The future of trailblazers Team Bath, the first university side to reach the first round proper of the FA Cup for 122 years, is uncertain following their decision to resign from the Blue Square Conference at the end of the season.

According to team manager Ged Roddy, the shock move has been forced on them by the Conference, who ruled that under their present structure they could not win promotion to the Blue Square Premier Division, or ultimately to the Football League, as "not having their own ground does not comply with League regulations".

However, Team Bath, who share a ground with Bath City, dispute any such regulation exists and point out there are several examples of League clubs who have shared grounds. The team, who can boast football's oldest coach, the 92-year-old former Welsh international Ivor Powell MBE include both students and players who have not made the grade with League clubs. Roddy says Team Bath, with five promotions in nine seasons, and currently 10th in the Blue Square South, had no option but to quit after being told they would not be allowed to compete in the play-offs if they reached them. He said: "It seems grossly unfair that we've been denied the opportunity to progress further. Our long-term goal has always been the Football League."

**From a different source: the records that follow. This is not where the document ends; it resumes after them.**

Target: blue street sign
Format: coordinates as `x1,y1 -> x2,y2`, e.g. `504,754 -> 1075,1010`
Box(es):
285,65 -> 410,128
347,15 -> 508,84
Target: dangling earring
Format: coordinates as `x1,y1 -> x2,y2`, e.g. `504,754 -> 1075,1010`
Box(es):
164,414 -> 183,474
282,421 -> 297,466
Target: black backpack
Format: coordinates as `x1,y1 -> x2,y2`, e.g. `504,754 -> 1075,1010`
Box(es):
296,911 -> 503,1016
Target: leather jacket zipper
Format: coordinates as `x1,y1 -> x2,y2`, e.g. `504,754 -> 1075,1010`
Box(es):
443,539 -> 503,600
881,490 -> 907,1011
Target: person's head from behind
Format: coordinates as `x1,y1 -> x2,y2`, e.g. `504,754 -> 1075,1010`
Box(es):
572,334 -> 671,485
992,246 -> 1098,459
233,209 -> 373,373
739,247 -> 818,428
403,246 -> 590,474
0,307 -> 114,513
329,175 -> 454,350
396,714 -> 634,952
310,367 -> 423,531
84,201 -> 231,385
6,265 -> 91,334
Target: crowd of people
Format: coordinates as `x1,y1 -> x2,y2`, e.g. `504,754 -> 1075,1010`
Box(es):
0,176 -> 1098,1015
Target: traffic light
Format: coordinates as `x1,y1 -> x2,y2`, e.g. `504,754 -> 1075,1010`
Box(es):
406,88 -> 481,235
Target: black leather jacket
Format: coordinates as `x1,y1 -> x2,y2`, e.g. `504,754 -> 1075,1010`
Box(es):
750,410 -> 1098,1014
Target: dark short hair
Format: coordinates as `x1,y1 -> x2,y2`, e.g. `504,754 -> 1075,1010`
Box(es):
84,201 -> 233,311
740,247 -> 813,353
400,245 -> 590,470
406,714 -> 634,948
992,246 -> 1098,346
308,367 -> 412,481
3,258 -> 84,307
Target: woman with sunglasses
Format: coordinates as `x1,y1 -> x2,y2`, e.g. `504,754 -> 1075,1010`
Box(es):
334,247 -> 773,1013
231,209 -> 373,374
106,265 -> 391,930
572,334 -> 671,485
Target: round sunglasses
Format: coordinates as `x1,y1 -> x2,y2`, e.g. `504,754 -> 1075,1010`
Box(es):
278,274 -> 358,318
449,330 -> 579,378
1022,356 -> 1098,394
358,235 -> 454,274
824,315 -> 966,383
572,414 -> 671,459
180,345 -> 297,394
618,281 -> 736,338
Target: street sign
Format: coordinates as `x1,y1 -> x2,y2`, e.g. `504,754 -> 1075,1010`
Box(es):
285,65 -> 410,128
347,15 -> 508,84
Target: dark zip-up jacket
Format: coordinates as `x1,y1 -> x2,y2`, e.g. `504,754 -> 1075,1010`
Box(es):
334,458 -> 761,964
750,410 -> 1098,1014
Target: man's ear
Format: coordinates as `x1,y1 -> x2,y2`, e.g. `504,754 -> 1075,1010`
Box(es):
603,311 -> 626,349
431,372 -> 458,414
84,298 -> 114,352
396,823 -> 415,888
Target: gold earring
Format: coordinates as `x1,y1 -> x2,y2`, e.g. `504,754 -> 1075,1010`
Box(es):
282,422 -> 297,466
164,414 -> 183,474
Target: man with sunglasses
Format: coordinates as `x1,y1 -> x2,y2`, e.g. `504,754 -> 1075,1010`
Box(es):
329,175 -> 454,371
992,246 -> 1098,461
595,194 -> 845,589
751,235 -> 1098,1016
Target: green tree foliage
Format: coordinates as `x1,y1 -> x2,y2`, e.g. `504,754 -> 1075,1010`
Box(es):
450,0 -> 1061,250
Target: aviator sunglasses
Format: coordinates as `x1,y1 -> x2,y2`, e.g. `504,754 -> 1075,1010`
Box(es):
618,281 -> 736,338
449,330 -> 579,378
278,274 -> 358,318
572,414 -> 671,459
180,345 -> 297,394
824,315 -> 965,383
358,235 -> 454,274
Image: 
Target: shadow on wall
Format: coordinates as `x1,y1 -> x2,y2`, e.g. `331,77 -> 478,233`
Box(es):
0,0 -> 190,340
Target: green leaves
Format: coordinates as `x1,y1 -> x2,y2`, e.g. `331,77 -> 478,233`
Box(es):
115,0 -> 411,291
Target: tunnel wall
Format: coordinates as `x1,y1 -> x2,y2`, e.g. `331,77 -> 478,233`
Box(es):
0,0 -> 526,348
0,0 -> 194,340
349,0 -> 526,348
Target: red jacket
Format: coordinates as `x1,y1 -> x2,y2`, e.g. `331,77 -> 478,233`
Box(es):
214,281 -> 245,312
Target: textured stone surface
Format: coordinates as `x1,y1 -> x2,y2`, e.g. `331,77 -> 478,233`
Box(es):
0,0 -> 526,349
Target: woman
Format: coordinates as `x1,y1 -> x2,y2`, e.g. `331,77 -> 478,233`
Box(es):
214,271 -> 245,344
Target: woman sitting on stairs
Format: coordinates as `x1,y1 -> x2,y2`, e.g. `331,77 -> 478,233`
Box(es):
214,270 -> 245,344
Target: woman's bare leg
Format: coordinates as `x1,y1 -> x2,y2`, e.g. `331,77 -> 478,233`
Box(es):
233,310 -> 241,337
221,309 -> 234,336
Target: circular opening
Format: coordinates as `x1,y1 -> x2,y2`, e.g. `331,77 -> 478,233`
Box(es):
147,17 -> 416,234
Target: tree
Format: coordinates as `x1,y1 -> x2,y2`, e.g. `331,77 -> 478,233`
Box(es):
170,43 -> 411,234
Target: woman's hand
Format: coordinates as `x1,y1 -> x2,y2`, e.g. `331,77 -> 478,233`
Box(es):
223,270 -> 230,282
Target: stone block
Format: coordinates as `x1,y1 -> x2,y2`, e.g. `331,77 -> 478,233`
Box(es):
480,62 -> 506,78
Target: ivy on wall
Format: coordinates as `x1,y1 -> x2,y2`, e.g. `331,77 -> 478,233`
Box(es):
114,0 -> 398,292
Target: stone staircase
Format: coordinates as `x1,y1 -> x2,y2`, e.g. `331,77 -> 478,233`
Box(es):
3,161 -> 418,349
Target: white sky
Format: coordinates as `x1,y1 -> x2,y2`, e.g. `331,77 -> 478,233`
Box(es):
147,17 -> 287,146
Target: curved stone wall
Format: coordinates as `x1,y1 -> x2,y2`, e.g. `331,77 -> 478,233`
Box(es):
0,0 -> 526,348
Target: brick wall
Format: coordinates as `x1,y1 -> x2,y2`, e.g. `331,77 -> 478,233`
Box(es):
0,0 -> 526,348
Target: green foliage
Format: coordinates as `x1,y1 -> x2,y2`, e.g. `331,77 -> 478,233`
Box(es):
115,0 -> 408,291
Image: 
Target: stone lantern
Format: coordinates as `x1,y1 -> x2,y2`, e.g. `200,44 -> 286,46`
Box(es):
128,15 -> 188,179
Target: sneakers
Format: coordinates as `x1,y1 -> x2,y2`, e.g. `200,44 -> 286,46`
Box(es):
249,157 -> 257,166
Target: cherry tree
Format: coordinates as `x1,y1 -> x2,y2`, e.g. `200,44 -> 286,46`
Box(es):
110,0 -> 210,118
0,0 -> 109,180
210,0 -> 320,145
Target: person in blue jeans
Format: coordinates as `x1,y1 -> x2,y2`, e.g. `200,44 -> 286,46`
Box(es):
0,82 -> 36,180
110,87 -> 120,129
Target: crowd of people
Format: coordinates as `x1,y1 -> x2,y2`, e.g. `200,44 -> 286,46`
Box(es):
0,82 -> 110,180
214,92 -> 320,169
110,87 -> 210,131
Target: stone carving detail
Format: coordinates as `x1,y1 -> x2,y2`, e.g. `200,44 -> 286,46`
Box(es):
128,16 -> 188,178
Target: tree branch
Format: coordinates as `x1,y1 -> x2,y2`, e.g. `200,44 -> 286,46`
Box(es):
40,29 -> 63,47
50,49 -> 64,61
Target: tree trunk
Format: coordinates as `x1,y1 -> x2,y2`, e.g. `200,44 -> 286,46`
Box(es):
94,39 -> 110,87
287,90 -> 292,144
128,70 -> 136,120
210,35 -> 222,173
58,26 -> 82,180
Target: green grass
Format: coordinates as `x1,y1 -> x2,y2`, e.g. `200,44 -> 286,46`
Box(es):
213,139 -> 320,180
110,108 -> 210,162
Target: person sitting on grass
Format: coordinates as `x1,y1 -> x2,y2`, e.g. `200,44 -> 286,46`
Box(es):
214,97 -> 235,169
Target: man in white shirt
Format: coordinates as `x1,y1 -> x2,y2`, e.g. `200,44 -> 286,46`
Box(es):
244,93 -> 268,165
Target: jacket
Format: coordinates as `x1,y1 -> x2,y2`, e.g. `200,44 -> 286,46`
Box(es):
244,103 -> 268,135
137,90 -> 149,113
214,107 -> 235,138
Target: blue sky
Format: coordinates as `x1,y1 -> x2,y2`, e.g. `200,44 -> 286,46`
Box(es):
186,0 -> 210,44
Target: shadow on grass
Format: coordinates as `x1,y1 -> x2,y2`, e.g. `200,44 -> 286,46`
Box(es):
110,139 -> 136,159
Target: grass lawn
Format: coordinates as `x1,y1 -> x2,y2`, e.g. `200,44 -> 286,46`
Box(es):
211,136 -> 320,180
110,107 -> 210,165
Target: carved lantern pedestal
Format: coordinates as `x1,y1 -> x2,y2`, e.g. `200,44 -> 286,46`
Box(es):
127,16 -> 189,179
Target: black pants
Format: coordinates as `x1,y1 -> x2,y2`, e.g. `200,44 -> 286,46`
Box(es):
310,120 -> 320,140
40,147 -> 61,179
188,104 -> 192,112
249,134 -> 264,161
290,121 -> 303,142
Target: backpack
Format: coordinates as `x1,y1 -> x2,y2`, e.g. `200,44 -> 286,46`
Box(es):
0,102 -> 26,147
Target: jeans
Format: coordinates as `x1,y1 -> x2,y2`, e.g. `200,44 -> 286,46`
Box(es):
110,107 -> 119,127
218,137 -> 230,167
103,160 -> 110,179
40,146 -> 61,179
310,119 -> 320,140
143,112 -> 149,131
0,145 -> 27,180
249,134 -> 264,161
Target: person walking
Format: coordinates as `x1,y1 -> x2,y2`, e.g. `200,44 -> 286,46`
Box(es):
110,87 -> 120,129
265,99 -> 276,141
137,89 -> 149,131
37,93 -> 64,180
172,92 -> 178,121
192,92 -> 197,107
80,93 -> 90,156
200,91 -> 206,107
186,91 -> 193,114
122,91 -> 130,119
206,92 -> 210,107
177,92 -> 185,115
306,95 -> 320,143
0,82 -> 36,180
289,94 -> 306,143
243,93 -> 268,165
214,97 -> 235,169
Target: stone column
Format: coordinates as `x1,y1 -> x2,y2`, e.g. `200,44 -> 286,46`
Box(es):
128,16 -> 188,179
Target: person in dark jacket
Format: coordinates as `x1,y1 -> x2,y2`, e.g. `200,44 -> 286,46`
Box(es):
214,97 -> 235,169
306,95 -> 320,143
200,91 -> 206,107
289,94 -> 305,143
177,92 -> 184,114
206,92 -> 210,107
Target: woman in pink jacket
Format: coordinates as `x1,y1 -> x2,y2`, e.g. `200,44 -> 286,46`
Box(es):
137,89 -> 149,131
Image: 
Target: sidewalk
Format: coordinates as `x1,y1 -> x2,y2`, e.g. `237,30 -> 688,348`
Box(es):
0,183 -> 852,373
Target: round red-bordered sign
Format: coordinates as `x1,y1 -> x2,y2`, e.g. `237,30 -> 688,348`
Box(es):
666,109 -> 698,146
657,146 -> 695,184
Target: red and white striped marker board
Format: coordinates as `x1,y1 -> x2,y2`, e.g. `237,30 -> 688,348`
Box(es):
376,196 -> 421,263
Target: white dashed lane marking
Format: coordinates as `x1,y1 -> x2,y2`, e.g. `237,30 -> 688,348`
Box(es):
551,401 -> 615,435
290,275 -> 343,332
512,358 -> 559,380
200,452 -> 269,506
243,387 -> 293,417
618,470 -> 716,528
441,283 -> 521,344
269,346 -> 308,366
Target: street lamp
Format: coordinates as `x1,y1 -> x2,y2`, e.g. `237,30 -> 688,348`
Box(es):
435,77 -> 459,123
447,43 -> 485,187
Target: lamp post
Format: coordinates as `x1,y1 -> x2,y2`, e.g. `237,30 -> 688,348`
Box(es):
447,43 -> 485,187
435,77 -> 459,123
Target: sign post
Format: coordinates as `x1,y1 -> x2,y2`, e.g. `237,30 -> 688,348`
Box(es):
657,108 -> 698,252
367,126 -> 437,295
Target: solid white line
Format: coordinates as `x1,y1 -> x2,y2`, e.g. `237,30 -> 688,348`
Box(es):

Can he win it? Yes he Khan

Amir Khan (pictured) is spearheading Network Rail's campaign to keep kids off railway lines – he says as a youngster he had several friends who risked getting killed when playing "chicken". Khan's boxing career is back on course after his pulsating defeat of Marco Antonio Barrera and he is now moving up to light-welter for a WBA title challenge against the Ukrainian Andreas Kotelnik in London on 27 June. Another smart move by promoter Frank Warren, as it sees Khan avoiding power-hitting lightweight champs such as Edwin Valero, who has 25 straight KOs, and gives him a winnable fight against a genuine world title holder who is a good technical boxer but not a noted puncher. Khan and Kotelnik have something in common: both are Olympic silver medallists beaten by the Cuban Mario Kindelan in their respective finals.

New ball game for Clegg?

Simon Clegg officially severed his 20-year tenure with the British Olympic Association last week – he has been on the payroll since announcing his resignation as chief executive in December after differences with chairman Lord Moynihan. Clegg, 49, says he has received several approaches but is keeping his options open. One could be a similar role with Ipswich Town, whose own chief executive, Derek Bowden, is leaving at the end of the season. Clegg and Ipswich Town owner Marcus Evans are pals but he says suggestions he will take over are "speculation".

Sir Rodney's no plonker

Snooker's Twenty20-style "Super6", to be launched at next weekend's world champ-ionships, sounds like yet another wheeze dreamed up by Barry Hearn. In fact the man behind it is the equally ubiquitous Sir Rodney Walker, the ex-shot put champ who chaired UK Sport and Wembley and now runs World Snooker. Watch for more innovations, including a revamped rankings system. "The sport has to look at reinventing itself to attract a younger audience," he says.